LANGUAGE, of the taut, lyrical variety, is the star of Marie-Claire Blais's Pierre (Oberon, 133 pages, $25.95 cloth, $12.95 paper), a disconcerting novel about bikers and teenage thugs translated from the French by David Lobdell and Philip Stratford.
Blais's compelling first-person narrative puts the reader deep inside Pierre's twisted personality. He's a garrulous 16-year-old American, full of venom for the middle-class ways of his parents and sisters. In the style of confessional literature, Pierre bluntly reveals his private ambitions in the first paragraph:
I was a man of my time ... in that springtime I gave myself up to my all-consuming passion,... I became a soldier, a god, eager to succumb to the delirium of armed combat....

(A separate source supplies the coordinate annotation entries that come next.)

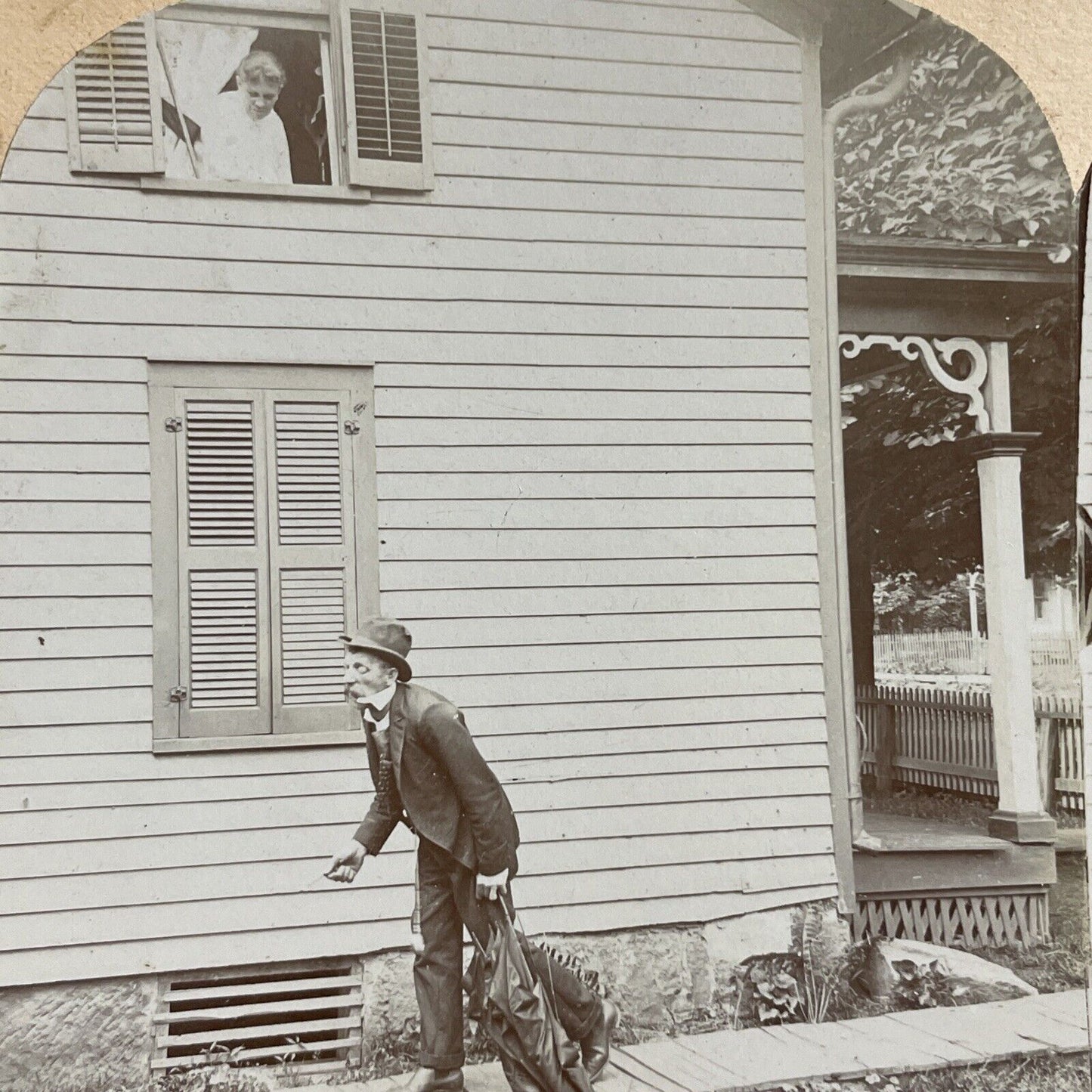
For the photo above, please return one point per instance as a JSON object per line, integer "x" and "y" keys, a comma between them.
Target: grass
{"x": 1038, "y": 1074}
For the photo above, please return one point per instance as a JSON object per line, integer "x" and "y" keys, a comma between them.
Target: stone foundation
{"x": 100, "y": 1035}
{"x": 657, "y": 976}
{"x": 96, "y": 1035}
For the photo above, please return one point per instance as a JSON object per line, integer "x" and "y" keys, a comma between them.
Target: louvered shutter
{"x": 223, "y": 552}
{"x": 389, "y": 139}
{"x": 115, "y": 122}
{"x": 312, "y": 569}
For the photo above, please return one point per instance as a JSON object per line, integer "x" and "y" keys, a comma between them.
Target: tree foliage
{"x": 964, "y": 155}
{"x": 912, "y": 488}
{"x": 905, "y": 603}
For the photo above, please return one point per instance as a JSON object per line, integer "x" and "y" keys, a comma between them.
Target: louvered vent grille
{"x": 224, "y": 639}
{"x": 312, "y": 618}
{"x": 308, "y": 473}
{"x": 112, "y": 90}
{"x": 388, "y": 86}
{"x": 220, "y": 473}
{"x": 308, "y": 1017}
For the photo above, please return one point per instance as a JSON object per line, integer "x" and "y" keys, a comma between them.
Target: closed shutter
{"x": 389, "y": 140}
{"x": 115, "y": 122}
{"x": 223, "y": 552}
{"x": 312, "y": 531}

Light reading this book is not. Pierre breaks with his family and joins a gang of rampaging bikers. Along with skinheads and punks from Europe and Canada, the biker gang is directed by the Great Brain, "the god of force," towards a final act of destruction against aristocrats living on the Gold Coast. Pierre falls in love with Stone, a woman well beyond tough, who also satisfies the sexual needs of the gang leaders Gravedigger, the Rat, and Gorilla.
In this novel, Blais delivers an onslaught of language that will test the stamina of many readers. Pierre is best digested in small, rich chunks. Still, it's a reminder that long after Edmund Wilson praised her early work, MarieClaire Blais remains a dark and unique - if somewhat neglected - voice.